公益通報者保護法改正への動き
2018/02/14 コンプライアンス, 危機管理, 労働法全般, 法改正
はじめに
日経新聞電子版は13日、政府が公益通報者保護法に罰則を設けるなどの改正を行う検討に入った旨報じました。同法は公益通報を行った者に対する不利益取扱い等を禁じておりますが罰則等は定められておらず実効性が乏しいとされてきました。今回は公益通報者保護法の概要について見直します。
公益通報者保護法とは
公益通報者保護法とは、企業や行政機関が法令違反行為を行っているか、行っているおそれがある場合に公益目的をもって通報した者を保護し国民の生命、身体や財産、国民生活の安全等を保護することを目的とする法律です(1条)。一定の範囲の事項を通報対象事項とし、一定の相手方に対して行う通報を公益通報として保護しております。以下具体的に要件を見ていきます。
通報対象事項
同法で公益通報の対象となる事項は、個人の生命、身体の保護、環境保全、公正競争確保などにかかる法律に規定される罪の犯罪行為に該当する事実、またはこれらの法律に基づく処分に違反する事実が犯罪行為となる事実が挙げられます(2条3項1号、2号)。

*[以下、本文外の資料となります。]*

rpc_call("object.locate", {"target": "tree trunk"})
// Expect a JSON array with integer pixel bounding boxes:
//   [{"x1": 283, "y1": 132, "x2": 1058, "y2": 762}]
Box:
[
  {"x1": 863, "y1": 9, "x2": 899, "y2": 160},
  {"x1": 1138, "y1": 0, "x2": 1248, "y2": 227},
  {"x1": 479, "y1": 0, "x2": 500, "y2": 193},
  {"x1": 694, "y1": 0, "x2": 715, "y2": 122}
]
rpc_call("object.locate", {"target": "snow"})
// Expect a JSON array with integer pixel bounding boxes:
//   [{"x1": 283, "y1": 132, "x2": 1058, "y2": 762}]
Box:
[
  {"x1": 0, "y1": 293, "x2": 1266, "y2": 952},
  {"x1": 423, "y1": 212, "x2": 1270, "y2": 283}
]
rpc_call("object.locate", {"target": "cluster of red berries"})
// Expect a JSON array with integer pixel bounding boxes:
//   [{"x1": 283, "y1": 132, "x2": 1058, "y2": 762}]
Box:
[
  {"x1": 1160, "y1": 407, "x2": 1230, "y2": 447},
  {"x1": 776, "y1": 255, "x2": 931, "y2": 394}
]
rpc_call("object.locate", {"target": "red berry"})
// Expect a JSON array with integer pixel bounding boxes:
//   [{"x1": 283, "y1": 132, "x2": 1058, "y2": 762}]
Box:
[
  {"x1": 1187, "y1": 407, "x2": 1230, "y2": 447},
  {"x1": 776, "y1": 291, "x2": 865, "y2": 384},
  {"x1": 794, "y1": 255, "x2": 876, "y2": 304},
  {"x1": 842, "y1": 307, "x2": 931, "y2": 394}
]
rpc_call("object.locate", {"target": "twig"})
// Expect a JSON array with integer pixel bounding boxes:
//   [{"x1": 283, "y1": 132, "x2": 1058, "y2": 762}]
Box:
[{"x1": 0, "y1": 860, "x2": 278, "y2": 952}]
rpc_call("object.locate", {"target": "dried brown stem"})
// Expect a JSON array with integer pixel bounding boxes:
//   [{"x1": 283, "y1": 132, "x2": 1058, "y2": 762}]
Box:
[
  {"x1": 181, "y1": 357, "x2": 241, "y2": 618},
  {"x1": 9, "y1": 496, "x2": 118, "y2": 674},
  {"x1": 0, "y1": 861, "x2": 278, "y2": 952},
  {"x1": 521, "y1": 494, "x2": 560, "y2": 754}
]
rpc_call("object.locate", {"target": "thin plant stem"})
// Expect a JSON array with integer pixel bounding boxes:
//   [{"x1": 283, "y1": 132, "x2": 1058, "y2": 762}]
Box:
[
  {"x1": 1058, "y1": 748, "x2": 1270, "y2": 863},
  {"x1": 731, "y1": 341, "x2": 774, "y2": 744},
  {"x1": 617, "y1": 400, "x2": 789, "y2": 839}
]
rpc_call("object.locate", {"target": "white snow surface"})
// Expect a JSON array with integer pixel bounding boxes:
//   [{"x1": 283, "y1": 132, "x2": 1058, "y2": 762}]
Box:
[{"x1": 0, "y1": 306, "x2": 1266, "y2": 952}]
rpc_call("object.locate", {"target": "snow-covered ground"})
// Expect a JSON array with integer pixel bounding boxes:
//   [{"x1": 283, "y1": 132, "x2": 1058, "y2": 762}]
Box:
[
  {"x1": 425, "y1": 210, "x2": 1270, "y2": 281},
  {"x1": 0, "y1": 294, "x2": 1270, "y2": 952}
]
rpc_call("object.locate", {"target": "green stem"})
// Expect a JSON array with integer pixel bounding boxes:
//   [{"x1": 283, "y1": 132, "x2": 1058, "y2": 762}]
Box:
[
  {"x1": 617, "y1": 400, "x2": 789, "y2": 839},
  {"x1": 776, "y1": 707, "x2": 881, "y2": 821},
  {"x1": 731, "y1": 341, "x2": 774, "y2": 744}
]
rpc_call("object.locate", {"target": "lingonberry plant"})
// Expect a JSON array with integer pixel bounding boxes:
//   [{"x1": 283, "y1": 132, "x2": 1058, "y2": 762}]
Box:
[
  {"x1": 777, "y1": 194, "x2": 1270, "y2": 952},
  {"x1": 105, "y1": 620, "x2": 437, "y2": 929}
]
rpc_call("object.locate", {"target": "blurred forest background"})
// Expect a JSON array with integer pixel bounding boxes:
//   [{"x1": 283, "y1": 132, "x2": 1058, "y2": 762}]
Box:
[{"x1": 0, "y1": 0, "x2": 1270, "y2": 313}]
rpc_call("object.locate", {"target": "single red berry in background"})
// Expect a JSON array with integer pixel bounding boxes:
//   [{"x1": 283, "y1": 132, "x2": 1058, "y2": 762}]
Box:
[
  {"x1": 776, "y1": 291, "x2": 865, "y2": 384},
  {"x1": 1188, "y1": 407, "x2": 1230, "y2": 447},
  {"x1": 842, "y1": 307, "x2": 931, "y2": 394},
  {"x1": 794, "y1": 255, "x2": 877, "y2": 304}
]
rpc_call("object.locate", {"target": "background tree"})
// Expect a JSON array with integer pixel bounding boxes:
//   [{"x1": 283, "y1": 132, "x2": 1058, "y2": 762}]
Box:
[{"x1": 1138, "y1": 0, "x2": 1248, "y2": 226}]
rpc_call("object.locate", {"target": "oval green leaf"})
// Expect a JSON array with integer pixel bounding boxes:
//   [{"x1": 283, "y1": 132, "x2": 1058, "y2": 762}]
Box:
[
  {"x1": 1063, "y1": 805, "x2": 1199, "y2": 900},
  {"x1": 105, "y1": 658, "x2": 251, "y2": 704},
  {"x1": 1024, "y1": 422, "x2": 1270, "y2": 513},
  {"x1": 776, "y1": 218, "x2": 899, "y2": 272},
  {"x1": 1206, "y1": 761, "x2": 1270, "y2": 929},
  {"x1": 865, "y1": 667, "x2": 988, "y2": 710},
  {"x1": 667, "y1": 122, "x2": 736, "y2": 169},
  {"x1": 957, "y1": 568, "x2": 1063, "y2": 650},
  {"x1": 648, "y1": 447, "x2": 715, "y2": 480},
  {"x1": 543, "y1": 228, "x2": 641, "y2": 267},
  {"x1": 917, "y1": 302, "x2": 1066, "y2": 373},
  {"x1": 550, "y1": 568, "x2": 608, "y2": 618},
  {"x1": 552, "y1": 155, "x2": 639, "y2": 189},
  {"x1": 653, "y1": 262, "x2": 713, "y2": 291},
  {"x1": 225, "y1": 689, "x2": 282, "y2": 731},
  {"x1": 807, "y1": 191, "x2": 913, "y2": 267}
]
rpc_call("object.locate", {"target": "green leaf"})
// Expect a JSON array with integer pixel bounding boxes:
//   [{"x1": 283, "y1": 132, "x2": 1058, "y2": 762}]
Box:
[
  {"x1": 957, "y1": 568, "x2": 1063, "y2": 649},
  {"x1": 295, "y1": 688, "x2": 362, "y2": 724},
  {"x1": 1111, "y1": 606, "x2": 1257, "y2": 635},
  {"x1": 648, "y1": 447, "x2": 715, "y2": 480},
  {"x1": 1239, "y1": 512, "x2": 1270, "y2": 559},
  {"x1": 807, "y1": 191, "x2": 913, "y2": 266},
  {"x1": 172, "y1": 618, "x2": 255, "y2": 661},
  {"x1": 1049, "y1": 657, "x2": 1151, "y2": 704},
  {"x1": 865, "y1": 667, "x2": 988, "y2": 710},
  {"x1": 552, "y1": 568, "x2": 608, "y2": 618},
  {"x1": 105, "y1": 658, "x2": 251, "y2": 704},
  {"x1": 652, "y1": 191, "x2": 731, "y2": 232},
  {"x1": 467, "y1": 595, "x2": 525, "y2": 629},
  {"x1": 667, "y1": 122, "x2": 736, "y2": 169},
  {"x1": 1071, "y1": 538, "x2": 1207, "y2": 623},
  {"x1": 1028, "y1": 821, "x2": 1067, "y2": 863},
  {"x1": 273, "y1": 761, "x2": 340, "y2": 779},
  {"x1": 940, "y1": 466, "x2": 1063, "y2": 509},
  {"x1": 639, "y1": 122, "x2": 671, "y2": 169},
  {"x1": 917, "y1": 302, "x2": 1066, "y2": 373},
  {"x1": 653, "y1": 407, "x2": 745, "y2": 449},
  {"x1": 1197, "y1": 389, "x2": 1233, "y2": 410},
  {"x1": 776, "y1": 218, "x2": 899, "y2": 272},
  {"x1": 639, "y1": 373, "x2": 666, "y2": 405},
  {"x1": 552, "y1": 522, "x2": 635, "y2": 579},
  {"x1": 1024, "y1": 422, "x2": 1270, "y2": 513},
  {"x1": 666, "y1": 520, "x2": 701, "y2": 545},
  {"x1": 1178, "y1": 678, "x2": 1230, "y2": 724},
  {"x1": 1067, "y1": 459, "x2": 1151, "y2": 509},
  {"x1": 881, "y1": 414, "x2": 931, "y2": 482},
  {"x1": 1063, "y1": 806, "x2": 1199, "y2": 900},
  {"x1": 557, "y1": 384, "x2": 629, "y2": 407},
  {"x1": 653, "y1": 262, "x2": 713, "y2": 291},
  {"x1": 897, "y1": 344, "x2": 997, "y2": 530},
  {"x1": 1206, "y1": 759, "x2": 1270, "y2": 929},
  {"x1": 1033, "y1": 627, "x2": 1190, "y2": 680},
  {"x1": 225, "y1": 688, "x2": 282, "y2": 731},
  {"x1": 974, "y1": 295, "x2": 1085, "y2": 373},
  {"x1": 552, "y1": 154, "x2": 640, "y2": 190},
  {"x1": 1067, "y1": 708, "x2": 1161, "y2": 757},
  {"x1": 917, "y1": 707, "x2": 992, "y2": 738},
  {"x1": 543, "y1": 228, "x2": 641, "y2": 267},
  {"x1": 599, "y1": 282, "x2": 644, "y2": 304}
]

そして対象となる法律は、①刑法、②食品衛生法、③金商法、④JAS法、⑤大気汚染防止法、⑥廃棄物処理法、⑦個人情報保護法、⑧その他が挙げられます(同法別表)。その他の法令として政令で定めるものには労働基準法や労災法、独禁法など約150の法令が含まれております。対象法令は多いですが通報対象となるのは罰則の対象となる事実です。
通報先と保護要件
(1)労務提供先
通報先が労務提供先である場合に公益通報として保護される要件は、労務提供先に上記通報対象事実が生じているか又は、まさに生じようとしていると考えられる場合であることが必要です。
(2)処分勧告権限を有する行政機関
通報対象事項について処分権限を有する行政機関に通報する場合は、通報対象事実が生じ、または生じようとしていると信じるに足りる相当の理由があることが必要です。
(3)その他の外部者
マスコミ等その他外部の者に通報する場合は、上記に加えて内部通報では証拠隠滅のおそれがあること、人の生命身体等への急迫した危険があること、内部通報を行ったのに20日以内に調査を行う旨の通知がないこと等がある場合が挙げられます。
公益通報者の保護
上記要件を満たした公益通報を行った労働者に対しては、公益通報を行ったことを理由とする解雇、派遣契約解除が禁止されます(3条、4条)。また公益通報を行ったことを理由とする降格、減給その他の不利益な取扱も禁止されます(5条)。そして公益通報を受けた事業者はその事実の中止、是正等を行ない、または調査の結果その事実が無い場合はその旨を遅滞なく通報者に通知する努力義務が課されます(9条)。
コメント
公益通報者保護法は食品偽装問題などを受け、2004年に制定されました。しかし同法には罰則規定は無く、また同法を直接の根拠とする行政処分等の規定も存在せず、公益通報を行ったことを理由とする解雇等の不利益取扱を禁止するにとどまっております。それ故に実際に通報者が取りうる手段としては、事後的に民事訴訟によって解雇無効確認や損害賠償請求を行うしかありません。オリンパスの内部告発事件でも和解が成立し賠償金が支払われるまでに10年の歳月を要したと言われております。このように公益通報者保護法は実効性に乏しい法律と言われてきました。そこで現在消費者庁を中心として法改正の具体案をまとめ、来年1月の通常国会への提出を目指しているとのことです。それには新たに監督官庁による調査権限や是正勧告、公表や罰金と懲役の併科を含む罰則などが盛り込まれるのではないかと考えられます。これら公益通報者保護法の強化の動きを踏まえつつ、内部通報者の扱いを見直すことがコンプライアンス向上と企業イメージ保護に重要と言えるでしょう。